Une fois rappelée cette règle de cantonnement de l’office du juge du droit par rapport à celui des juges du fond, on ne peut apprécier le bien-fondé de la solution retenue par ces derniers que par triangulation, du fait de l’indétermination essentielle de la notion d’intérêt à agir. En dehors du simple énoncé de sa nécessité aux fins de recevabilité de l’action en justice, l’article 31 ne la définit pas, se limitant à indiquer que « l’action en justice est ouverte à tous ceux qui ont un intérêt légitime au succès ou au rejet d’une prétention… ».

Une partie importante de la doctrine processualiste conteste la pertinence de l’exigence même de légitimité de l’intérêt à agir, qui est pourtant la seule condition résultant de la lettre du Code, au motif qu’elle relèverait du droit substantiel, davantage que du droit processuel. En toute hypothèse, la recevabilité de l’action de la société mettait en cause un autre caractère de l’intérêt à agir qu’était celui de sa réalité : l’intérêt doit être né et actuel. Il faut entendre que, selon les mots de Héron et M. Le Bars, « pour que sa prétention soit recevable, le demandeur doit pouvoir en tirer un avantage, dans le cas où elle serait déclarée bien fondée ».

Négativement, les prétentions de la société étaient tout ce qu’il y avait de plus ordinaire et n’étaient ni illicites, ni dérisoires ou contradictoires. Positivement, en revanche, l’appréciation de la réalité de l’intérêt à agir de la société supposait de « percer » l’écran de la personnalité juridique de l’associé. Là était la difficulté majeure de l’espèce résolue sur la base d’un indice – le papier à entête – et d’une considération factuelle bien plus essentielle rattachant le sort du contrat de distribution à l’issue du prétendu contrat de cession de parts sociales.

Fréquemment, le contentieux invite à réfléchir et à assurer l’autonomie de la personne morale à l’égard de ses membres. L’arrêt présenté a pour grand intérêt, au-delà de la relativité des solutions qui reposent sur le seul pouvoir des juges du fond, de mettre en lumière que, quoiqu’autonome, la personne morale suit parfois économiquement les vicissitudes d’une stratégie commerciale incarnée par les personnes physiques qui la font « être ».
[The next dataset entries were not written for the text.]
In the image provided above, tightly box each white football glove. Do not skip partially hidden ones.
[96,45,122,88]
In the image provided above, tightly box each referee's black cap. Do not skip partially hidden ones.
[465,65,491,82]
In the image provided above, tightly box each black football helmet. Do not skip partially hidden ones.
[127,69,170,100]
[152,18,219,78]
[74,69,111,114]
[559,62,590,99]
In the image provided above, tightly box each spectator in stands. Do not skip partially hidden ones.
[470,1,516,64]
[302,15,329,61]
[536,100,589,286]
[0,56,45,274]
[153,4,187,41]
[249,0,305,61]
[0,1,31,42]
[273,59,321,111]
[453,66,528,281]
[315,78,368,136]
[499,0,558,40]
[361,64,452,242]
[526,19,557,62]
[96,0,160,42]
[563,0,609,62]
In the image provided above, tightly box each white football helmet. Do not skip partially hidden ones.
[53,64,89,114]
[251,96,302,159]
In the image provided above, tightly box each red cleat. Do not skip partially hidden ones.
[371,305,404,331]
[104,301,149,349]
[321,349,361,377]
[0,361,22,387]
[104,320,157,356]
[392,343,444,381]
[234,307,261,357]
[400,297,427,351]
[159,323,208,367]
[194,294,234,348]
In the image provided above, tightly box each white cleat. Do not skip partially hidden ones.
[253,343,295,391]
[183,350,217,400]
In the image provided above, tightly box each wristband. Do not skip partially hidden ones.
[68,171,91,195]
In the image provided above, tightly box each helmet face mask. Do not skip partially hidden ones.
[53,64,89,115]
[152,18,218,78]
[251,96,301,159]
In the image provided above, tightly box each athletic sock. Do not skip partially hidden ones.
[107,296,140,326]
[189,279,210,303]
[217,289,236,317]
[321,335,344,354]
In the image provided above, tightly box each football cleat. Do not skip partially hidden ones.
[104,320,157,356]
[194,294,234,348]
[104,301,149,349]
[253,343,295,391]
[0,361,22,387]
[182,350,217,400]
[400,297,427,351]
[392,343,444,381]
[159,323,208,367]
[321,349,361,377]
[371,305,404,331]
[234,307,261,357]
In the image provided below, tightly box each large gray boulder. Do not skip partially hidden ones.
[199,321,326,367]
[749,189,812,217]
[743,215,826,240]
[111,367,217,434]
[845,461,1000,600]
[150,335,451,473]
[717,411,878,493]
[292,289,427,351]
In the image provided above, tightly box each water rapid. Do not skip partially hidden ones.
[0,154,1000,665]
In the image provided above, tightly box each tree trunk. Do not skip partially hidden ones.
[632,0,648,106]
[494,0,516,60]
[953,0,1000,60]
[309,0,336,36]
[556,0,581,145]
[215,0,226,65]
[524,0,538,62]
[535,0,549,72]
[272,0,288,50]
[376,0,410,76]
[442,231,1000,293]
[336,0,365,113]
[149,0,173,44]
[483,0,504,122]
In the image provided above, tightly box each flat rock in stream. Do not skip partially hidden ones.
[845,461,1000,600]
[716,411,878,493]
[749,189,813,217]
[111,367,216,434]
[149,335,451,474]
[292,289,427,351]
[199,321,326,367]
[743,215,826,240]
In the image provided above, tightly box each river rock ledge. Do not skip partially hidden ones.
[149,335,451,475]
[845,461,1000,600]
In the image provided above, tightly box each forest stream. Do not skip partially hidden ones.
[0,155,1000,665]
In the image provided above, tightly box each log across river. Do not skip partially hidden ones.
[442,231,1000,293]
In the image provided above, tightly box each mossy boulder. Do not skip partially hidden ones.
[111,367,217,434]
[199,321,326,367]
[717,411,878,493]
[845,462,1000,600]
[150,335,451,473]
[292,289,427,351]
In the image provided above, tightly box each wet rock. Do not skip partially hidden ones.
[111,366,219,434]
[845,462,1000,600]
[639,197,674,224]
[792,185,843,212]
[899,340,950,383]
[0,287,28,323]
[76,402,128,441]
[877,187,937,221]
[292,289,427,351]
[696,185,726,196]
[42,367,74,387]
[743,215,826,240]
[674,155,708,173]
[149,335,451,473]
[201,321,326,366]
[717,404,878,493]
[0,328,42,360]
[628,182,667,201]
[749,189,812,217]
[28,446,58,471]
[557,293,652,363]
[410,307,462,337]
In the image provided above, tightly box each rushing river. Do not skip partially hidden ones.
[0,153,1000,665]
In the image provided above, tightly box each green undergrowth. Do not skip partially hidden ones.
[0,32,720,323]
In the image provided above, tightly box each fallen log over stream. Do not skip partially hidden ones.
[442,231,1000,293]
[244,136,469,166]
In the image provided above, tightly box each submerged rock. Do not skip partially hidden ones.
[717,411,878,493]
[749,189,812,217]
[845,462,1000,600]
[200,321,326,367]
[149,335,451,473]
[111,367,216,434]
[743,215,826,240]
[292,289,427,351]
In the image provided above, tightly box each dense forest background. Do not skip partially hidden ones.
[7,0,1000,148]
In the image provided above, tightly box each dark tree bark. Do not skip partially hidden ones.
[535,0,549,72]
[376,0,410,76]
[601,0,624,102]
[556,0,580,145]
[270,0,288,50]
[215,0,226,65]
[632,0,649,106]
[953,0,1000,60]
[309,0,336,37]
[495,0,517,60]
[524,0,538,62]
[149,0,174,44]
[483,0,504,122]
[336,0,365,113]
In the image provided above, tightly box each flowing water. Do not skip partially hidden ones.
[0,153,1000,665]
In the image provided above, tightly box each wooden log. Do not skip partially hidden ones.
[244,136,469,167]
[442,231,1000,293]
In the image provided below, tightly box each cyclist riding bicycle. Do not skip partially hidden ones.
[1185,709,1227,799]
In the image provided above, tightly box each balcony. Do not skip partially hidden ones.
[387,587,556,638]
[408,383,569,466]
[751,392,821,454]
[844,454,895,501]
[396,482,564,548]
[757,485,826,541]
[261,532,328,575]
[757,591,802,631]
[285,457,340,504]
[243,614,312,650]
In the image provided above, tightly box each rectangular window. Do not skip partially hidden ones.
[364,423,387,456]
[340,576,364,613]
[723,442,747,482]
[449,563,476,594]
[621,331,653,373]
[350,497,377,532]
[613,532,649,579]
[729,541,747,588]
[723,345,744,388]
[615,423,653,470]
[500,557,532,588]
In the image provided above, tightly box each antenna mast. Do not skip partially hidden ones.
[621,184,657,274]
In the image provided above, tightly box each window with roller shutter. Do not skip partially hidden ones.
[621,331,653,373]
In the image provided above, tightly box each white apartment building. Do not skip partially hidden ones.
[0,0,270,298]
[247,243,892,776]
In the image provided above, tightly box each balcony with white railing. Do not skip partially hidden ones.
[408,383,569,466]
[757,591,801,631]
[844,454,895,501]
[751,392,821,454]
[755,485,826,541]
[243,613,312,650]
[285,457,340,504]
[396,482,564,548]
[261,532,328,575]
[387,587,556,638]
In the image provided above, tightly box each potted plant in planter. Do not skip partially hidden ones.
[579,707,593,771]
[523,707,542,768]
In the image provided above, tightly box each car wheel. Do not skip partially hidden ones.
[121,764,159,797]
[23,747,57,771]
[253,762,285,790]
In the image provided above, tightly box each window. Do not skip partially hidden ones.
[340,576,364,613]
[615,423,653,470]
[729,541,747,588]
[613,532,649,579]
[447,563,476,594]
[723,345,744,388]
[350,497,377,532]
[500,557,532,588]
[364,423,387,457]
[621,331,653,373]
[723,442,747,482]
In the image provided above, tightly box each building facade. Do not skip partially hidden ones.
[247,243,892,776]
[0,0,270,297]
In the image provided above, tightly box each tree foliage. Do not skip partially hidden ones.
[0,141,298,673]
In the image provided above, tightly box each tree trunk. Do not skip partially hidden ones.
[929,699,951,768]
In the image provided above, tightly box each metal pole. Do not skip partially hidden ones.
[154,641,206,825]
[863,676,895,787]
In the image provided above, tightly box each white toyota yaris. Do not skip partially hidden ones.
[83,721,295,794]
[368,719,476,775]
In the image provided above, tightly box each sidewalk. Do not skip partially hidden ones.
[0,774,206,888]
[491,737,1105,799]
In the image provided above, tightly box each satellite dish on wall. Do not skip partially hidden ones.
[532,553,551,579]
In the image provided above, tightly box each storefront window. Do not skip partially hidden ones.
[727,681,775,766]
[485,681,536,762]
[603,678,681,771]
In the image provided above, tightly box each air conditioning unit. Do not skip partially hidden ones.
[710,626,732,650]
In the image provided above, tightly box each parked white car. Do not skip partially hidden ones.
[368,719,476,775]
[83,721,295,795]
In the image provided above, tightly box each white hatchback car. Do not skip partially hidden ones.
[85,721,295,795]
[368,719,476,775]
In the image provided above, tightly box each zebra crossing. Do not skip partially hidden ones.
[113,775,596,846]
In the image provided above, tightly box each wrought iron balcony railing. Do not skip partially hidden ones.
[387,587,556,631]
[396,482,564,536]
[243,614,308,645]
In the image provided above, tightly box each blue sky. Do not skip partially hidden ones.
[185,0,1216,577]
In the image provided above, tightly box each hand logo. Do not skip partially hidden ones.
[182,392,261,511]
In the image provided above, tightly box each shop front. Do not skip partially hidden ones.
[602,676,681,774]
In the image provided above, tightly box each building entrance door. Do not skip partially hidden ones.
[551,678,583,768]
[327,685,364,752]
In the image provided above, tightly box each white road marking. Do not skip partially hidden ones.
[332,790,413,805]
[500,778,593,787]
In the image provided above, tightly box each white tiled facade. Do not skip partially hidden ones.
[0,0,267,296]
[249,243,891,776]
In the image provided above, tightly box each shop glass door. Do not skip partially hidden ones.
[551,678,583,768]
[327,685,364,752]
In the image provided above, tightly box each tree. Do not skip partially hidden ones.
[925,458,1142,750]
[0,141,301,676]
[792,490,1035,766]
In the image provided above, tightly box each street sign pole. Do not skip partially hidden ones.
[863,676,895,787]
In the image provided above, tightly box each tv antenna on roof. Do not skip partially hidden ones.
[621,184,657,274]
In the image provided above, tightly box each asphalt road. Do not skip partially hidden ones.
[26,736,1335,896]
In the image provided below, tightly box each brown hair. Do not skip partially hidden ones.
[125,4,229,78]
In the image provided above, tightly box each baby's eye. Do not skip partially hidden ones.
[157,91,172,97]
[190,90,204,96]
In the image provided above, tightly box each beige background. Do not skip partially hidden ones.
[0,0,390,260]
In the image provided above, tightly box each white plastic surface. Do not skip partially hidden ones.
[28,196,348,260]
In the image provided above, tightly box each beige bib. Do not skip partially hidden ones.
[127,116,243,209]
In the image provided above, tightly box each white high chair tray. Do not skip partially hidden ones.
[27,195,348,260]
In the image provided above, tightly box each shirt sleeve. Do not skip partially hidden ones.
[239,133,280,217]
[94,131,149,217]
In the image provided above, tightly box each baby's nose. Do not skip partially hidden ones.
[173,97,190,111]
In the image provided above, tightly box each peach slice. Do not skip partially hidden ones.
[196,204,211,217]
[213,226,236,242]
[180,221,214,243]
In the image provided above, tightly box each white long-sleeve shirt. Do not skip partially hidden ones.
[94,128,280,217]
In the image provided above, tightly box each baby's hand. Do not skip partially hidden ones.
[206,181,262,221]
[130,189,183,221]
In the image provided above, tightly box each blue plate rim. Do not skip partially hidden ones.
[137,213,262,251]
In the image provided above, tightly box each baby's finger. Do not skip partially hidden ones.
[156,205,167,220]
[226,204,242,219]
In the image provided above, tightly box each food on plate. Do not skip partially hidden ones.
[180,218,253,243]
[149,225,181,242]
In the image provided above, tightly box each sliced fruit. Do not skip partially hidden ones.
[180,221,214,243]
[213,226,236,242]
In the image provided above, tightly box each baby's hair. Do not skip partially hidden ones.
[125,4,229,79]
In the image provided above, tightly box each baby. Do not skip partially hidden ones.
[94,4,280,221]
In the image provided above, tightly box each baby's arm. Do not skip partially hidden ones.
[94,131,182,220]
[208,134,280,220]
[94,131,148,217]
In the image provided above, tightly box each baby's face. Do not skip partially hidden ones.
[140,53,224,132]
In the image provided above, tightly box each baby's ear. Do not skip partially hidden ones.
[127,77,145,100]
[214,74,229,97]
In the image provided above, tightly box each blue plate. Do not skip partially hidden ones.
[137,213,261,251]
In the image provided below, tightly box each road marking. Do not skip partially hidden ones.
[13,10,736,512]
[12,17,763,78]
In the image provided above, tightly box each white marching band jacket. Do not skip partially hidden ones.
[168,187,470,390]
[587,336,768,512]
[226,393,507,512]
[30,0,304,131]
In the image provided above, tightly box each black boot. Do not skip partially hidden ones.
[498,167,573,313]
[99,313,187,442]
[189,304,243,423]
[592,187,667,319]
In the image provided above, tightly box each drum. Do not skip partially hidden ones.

Au fond, le mérite de la solution n’est pas dans sa rigueur, mais dans un lucide refus du « juridisme » par lequel le pourvoi invitait à amalgamer le préjudice invoqué par la société à celui subi par son actionnaire. Au-delà des dialectiques traditionnelles d’appartenance et de représentation entre la personne morale et ses membres ou ses organes, il faut convenir que c’est précisément l’autonomie de la personne morale à l’égard de ses membres qui justifie, comme dans l’arrêt du rendu le 1er juin, de procéder à une analyse lucide des rapports d’influence réciproques qui s’exercent entre l’une et les autres dans la vie des affaires.